TL;DR
This paper introduces a new primal-dual method for rotation averaging that converges globally and provides the first closed-form solution for cycle graphs, significantly improving accuracy and efficiency in geometric reconstruction.
Contribution
It presents a novel initialization-free primal-dual algorithm and derives the first optimal closed-form solution for rotation averaging in cycle graphs.
Findings
The primal-dual method empirically converges to the global optimum.
The closed-form solution outperforms existing methods in accuracy.

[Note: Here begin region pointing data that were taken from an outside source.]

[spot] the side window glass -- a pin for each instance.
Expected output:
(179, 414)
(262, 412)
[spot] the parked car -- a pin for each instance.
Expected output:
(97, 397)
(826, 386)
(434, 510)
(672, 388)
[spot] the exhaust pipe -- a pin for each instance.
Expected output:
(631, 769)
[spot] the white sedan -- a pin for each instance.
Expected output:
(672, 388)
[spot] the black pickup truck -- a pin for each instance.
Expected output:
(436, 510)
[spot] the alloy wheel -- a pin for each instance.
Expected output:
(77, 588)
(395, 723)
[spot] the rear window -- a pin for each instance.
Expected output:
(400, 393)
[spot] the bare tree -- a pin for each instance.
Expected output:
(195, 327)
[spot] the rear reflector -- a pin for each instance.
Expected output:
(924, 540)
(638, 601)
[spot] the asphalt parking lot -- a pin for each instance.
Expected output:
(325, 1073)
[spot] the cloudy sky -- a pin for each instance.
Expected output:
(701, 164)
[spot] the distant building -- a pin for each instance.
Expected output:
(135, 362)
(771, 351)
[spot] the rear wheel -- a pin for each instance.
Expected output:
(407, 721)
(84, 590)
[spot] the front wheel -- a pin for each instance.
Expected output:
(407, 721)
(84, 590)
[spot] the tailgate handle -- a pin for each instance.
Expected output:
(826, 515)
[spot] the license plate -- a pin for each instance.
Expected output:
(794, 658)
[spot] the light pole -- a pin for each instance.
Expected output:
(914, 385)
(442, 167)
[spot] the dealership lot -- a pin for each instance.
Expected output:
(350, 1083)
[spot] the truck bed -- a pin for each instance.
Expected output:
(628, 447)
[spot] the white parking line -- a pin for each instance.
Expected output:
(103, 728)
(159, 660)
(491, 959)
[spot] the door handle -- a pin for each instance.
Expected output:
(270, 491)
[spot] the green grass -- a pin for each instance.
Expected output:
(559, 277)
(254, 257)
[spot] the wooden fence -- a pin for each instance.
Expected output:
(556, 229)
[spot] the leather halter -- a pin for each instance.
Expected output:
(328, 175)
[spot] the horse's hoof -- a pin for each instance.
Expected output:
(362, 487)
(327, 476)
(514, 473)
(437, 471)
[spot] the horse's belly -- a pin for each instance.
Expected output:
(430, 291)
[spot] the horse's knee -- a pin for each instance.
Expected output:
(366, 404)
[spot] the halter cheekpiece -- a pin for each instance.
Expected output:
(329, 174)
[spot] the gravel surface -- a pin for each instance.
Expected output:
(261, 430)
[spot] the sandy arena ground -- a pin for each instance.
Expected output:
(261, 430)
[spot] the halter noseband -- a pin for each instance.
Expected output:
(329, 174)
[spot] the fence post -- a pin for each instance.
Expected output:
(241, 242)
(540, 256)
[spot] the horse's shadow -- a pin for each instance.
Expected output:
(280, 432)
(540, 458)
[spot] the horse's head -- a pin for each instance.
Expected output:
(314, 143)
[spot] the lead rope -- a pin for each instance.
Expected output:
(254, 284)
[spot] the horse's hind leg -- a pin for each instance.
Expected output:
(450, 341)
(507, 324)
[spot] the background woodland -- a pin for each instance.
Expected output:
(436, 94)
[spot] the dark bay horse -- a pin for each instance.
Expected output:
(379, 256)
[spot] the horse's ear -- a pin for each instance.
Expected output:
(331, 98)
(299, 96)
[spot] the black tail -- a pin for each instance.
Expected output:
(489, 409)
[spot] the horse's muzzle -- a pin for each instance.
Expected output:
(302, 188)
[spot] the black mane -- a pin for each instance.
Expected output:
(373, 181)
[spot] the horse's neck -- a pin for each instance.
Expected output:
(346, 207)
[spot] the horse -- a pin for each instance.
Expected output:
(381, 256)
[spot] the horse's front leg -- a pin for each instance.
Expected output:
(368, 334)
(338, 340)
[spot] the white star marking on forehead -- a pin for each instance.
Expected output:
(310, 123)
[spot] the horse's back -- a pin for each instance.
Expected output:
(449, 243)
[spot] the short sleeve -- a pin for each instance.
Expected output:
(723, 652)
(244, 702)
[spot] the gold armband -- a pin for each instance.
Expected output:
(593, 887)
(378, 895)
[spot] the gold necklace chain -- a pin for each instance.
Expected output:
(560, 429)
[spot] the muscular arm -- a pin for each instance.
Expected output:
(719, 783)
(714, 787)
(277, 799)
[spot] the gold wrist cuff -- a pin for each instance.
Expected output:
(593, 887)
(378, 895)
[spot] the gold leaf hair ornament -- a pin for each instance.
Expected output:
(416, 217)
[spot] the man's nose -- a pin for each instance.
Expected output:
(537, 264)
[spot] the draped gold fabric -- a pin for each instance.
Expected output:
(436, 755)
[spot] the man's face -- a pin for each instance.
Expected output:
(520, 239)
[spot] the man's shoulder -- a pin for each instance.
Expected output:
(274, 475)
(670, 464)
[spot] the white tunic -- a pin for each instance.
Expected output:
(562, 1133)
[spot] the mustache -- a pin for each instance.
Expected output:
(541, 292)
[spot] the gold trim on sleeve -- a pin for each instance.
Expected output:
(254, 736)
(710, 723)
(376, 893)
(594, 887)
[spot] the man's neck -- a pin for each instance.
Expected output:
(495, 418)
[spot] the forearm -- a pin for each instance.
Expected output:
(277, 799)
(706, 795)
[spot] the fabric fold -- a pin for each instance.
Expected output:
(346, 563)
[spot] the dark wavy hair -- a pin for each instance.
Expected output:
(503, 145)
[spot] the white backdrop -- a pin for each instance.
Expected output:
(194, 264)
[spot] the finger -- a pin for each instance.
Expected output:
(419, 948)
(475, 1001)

Methods achieve significant gains in precision and computational performance.
Abstract
A cornerstone of geometric reconstruction, rotation averaging seeks the set of absolute rotations that optimally explains a set of measured relative orientations between them. In spite of being an integral part of bundle adjustment and structure-from-motion, averaging rotations is both a non-convex and high-dimensional optimization problem. In this paper, we address it from a maximum likelihood estimation standpoint and make a twofold contribution. Firstly, we set forth a novel initialization-free primal-dual method which we show empirically to converge to the global optimum. Further, we derive what is to our knowledge, the first optimal closed-form solution for rotation averaging in cycle graphs and contextualize this result within spectral graph theory. Our proposed methods achieve a significant gain both in precision and performance.